How do people’s brains process information and ideas? A crucial question for communicators, and yet one that hasn’t adequately been addressed with respect to sustainability communications.
Visual thinker Dan Roam, author of ‘Blah Blah Blah: What To Do When Words Don’t Work’, delves into the deeper subtleties of the left brain/right brain model. He points out that while human beings are of two minds, it’s not quite as clear cut as the left side of the brain being ‘analytical’ and the right side being ‘creative’.
Roam explains that while one half of our mind has evolved to perceive the world in ‘bits’, lines, sequences – and this is where words are stored – the other half likes to see the ‘whole’, maps, pictures, and this acts as the ‘glue’ to synthesise the words.
He uses the metaphor of a Fox to represent the verbal mind and a more linear communication style, and the Hummingbird to represent the visual mind, and a non-linear style of communication where the mind flits, darts and leaps.
Roam says that over thousands of years, we’ve taught our verbal ‘Fox’ mind to dominate our visual ‘Hummingbird’ mind:
Ever been to so many meetings that you couldn’t get your work done?
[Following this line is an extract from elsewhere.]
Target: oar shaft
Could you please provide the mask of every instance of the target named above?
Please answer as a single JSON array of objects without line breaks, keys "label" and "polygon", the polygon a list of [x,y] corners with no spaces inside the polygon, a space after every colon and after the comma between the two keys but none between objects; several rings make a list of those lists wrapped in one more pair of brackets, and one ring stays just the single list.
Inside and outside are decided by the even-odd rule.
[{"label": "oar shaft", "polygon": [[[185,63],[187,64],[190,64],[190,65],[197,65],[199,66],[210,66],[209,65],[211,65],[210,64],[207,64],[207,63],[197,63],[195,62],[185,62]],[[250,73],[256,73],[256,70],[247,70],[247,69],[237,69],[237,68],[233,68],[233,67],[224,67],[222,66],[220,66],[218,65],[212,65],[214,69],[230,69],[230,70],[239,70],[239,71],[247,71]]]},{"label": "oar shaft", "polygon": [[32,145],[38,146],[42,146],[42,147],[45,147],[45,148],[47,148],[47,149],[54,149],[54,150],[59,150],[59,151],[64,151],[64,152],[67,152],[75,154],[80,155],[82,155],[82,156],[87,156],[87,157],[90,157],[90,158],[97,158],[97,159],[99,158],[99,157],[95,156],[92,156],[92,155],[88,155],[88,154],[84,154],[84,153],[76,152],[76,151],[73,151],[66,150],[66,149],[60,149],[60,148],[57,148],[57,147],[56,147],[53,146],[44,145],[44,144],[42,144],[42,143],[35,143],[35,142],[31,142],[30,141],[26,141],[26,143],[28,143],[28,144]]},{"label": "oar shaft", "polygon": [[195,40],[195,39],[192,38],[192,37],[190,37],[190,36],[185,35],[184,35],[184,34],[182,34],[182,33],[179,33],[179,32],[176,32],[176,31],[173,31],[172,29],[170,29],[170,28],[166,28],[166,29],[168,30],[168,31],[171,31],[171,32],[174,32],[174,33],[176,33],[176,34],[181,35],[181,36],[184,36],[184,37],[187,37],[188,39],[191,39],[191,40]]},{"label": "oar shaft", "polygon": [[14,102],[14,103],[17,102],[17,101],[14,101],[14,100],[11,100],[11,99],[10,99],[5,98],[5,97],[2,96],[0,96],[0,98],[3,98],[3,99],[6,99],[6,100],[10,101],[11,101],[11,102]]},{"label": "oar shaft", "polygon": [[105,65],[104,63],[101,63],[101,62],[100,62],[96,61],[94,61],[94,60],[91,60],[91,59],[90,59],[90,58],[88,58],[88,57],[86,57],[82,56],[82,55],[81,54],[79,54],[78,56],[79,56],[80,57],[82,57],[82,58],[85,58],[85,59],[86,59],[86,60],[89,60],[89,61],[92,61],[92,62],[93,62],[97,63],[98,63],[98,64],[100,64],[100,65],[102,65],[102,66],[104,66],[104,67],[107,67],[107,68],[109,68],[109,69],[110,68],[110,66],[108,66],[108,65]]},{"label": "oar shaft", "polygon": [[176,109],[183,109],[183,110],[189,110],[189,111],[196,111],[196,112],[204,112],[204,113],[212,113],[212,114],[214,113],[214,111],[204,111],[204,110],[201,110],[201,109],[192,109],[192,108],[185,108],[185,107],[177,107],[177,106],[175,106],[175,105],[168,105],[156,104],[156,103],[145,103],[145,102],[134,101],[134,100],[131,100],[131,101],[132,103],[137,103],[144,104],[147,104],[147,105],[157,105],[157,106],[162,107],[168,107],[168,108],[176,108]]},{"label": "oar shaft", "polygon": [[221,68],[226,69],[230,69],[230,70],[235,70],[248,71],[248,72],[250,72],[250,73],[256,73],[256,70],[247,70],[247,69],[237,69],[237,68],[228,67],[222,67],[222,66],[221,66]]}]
Ever fallen asleep during a bullet-point presentation? Ever watched the news and ended up knowing less? Welcome to the land of blah, blah, blah.
The Problem: We talk so much that we don’t think very well.
Powerful as words are, we fool ourselves when we think our words alone can detect, describe, and defuse the multifaceted problems of today. They can’t – and that’s bad, because words have become our default thinking tool.
Roam’s approach is to combine the verbal and visual into an approach he calls ‘vivid thinking’, balancing out the Fox and Hummingbird minds.
As a wordsmith, I would love to have more visual abilities in my skills kit, to create images and visual metaphors, to learn more about graphic arts and making short movie clips – I know that in terms of content disseminated on Facebook, images are shared much more extensively than links or words, and the meteoric rise of image curating/sharing site Pinterest also demonstrates the power of images.
Roam also notes that visual thinking is often dismissed as being of lesser value than the use of words, as we have been conditioned to think of art as just for artists, or that a visual approach has no role in the workplace. How can drawing stick figures and smiley faces possibly be as credible as pages and pages of words? Yet by their nature, images demand brevity and clarity, something that is even more essential in today’s fast-paced, information-saturated, limited-attention span world.
The devaluing of the visual begins long before we arrive in the workplace – we keep writing into high school, university and beyond, but many of us leave our visual skills behind in childhood. Roam is on a mission to highlight the value of visual skills and show why words don’t always work:
What do leaders today do to clarify their ideas? They talk, talk, talk, talk. We’ve come to equate intelligence with our ability to speak. That’s a big mistake.
Standardized testing focuses on math, critical reading and writing. It ignores visual reasoning. But while our educational system may ignore visual thinking as soon as we leave kindergarten, some of the world’s greatest minds keep returning to it.
‘I rarely think in words at all. My visual images have to be translated laboriously into conventional mathematical terms.’ – Albert Einstein.
Aside from the possibility that the meaning has not been effectively synthesised from pages and pages of words, visual thinking requires the brain to use different processes and neural pathways, which could mean creative breakthroughs that would not have otherwise emerged.
Still skeptical of the ability of the value of visual communication? Take a look at how Ukraine’s Kseniya Simonova uses it to tell a story and move people (this clip has had tens of millions of views).
Not only is it one of the most amazing pieces of visual art, but the viewer doesn’t have to be ‘of’ the culture or the place, or know the history, to feel the emotional power of her story:
Not a word is needed. Note the audience’s reaction. The music adds an extra element, but the story is still easily conveyed without it. There are clearly cultural references which are of profound importance to the people watching, but without a viewer even being aware of what they are, the story still resonates.
The advertising world has long been aware of the power of images and visual communication, and while there have been some vivid examples in sustainability communication (artists such as Chris Jordan spring to mind with his ‘Intolerable Beauty’ series), it would be fair to say that the vast majority of what is being produced by government, business, science and well-intentioned educators is not engaging with the Hummingbird mind. We train people to write well – could we put equal emphasis on developing visual skills?
Given that 75% of our brain is devoted to visual processing, in creating a world of wall-to-wall words, are we missing vital opportunities to connect with people through other means of sensing and perceiving?
How could we begin to give more weight to our ‘Hummingbird’ minds?
What would it take for visual approaches to be afforded the same credibility as verbal?